Colombia will quadruple LPG imports in 2022 to meet demand as state-controlled Ecopetrol prepares to divert its supply for use as diluent and gasoline feedstock, Colombian LPG association Agremgas says.

Colombia is expected to import an average of 20,658 tonnes/month in first half 2022, rising to 20,730t/month in the second half, compared with 5,000-6,000t/month in 2021.

Colombia historically imported about 3pc of the LPG it consumes. Starting next year, imports will account for around 31pc of total LPG consumption of 66,000t-67,448t/month, Agremgas figures show.

Colombia was expected to import 9,100 t/month in July-December 2021, but infrastructure delays and Covid-19-related issues delayed Ecopetrol's plans to start diverting LPG until January from an initial August deadline, Agremas director Felipe Gomez told Argus.
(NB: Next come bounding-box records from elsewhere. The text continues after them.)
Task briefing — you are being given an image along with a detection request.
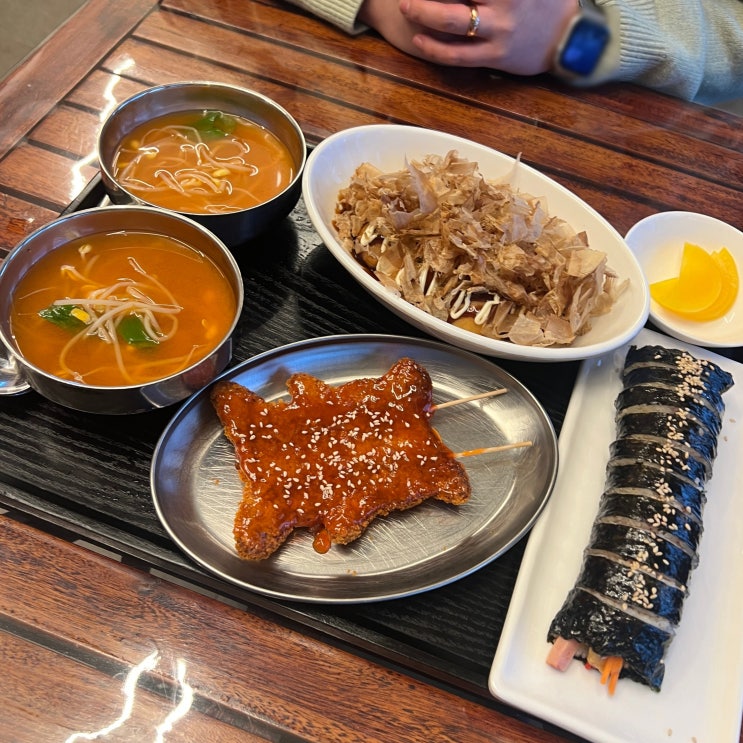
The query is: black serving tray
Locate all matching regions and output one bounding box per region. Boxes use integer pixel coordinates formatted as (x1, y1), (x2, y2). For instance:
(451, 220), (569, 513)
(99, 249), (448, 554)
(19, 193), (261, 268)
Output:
(0, 177), (578, 714)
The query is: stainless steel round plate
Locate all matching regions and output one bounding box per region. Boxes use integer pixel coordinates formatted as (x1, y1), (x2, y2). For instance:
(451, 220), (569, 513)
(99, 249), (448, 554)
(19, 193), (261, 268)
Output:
(151, 335), (558, 603)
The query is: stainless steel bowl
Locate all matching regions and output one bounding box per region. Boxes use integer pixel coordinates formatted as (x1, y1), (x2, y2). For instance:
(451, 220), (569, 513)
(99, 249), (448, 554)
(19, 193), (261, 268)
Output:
(98, 82), (307, 248)
(0, 205), (244, 415)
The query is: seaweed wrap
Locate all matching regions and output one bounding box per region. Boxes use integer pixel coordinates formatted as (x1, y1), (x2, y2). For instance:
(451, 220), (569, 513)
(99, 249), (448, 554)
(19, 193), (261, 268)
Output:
(547, 346), (733, 693)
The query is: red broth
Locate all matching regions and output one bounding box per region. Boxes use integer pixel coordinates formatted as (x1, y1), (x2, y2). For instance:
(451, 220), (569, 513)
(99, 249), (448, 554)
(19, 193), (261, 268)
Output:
(114, 111), (296, 214)
(11, 232), (237, 386)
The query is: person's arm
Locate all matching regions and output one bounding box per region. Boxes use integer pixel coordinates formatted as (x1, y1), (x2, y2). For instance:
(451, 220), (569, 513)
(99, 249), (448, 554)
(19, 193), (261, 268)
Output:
(290, 0), (370, 34)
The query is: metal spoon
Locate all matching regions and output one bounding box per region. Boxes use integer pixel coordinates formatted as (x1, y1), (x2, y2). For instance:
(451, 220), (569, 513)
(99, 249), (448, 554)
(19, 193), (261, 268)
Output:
(0, 348), (30, 395)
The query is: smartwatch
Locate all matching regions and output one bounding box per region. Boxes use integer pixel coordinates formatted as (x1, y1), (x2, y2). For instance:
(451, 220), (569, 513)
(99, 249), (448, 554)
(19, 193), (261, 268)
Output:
(552, 2), (611, 81)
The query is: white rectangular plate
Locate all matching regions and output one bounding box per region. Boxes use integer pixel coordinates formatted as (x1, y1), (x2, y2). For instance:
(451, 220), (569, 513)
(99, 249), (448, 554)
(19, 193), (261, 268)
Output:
(489, 330), (743, 743)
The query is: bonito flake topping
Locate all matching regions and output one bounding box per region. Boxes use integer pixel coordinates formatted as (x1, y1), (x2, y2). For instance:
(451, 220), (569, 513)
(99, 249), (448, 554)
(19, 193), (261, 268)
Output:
(334, 150), (627, 346)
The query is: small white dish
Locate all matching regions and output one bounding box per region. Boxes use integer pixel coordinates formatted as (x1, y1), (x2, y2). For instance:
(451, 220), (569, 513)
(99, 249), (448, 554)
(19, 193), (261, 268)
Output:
(302, 124), (650, 362)
(625, 211), (743, 348)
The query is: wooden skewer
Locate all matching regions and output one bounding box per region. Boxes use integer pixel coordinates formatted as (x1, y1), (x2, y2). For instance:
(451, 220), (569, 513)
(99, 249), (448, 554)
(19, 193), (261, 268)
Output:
(432, 387), (508, 410)
(454, 441), (532, 457)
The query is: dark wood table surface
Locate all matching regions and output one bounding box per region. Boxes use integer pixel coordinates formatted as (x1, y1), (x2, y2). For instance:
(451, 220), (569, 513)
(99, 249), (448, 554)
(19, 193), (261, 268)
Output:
(0, 0), (743, 743)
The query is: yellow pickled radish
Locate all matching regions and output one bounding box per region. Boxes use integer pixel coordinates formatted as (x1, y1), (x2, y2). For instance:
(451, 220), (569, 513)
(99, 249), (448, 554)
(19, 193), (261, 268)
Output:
(650, 243), (723, 315)
(684, 248), (739, 322)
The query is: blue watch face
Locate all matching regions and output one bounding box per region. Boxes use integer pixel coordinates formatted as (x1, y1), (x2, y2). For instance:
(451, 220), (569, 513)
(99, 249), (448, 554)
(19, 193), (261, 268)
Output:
(560, 18), (609, 76)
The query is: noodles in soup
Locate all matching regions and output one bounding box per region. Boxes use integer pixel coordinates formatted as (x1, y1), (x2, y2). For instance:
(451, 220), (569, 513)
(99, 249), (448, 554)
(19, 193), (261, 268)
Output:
(11, 232), (237, 386)
(113, 111), (296, 214)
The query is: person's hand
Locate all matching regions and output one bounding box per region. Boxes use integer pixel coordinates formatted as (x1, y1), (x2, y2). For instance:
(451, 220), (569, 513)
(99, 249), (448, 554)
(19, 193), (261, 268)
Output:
(360, 0), (577, 75)
(358, 0), (428, 57)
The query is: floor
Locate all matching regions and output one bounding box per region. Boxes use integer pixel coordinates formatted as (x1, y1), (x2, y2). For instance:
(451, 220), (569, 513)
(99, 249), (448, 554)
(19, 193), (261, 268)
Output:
(0, 0), (85, 79)
(0, 0), (743, 115)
Ecopetrol's Apiay field will stop supplying about 1,000t/month to the domestic market in January. And the 250,000 b/d Barrancabermeja refinery will gradually reduce LPG supply from 9,660t/month in second quarter 2021 to 6,230t/month in first quarter 2023. Supply will fall to around 500t/month in 2025, Agremgas figures showed.

By 2024, import infrastructure will be insufficient, Alejandro Martinez, director of the Colombia's LPG association Gasnova, said today at the group's international LPG summit.

The G5 consortium of LPG distributors -- Almagas, Chilco, Inversiones del Nordeste, Montagas and Vidagas -- is doubling import capacity at its Cartagena terminal Okianus to 16,000t/month for use by year-end. With the upgrade, the country's total LPG import capacity will increase to 24,000t/month. Okianus is expected to import around 6,000t/month during second half 2022, gradually rising to 6,400t/month in late 2024, Agremgas says.

Colombia can also import LPG at Plexaport, in Mamonal near Cartagena, which has an effective storage capacity of 8,000t/month. Plexaport is seen handling 15,000t/month in imports in second half 2022.

Martinez urged the government to provide incentives to boost LPG production from sources other than Ecopetrol to facilitate long-term contracts and planning.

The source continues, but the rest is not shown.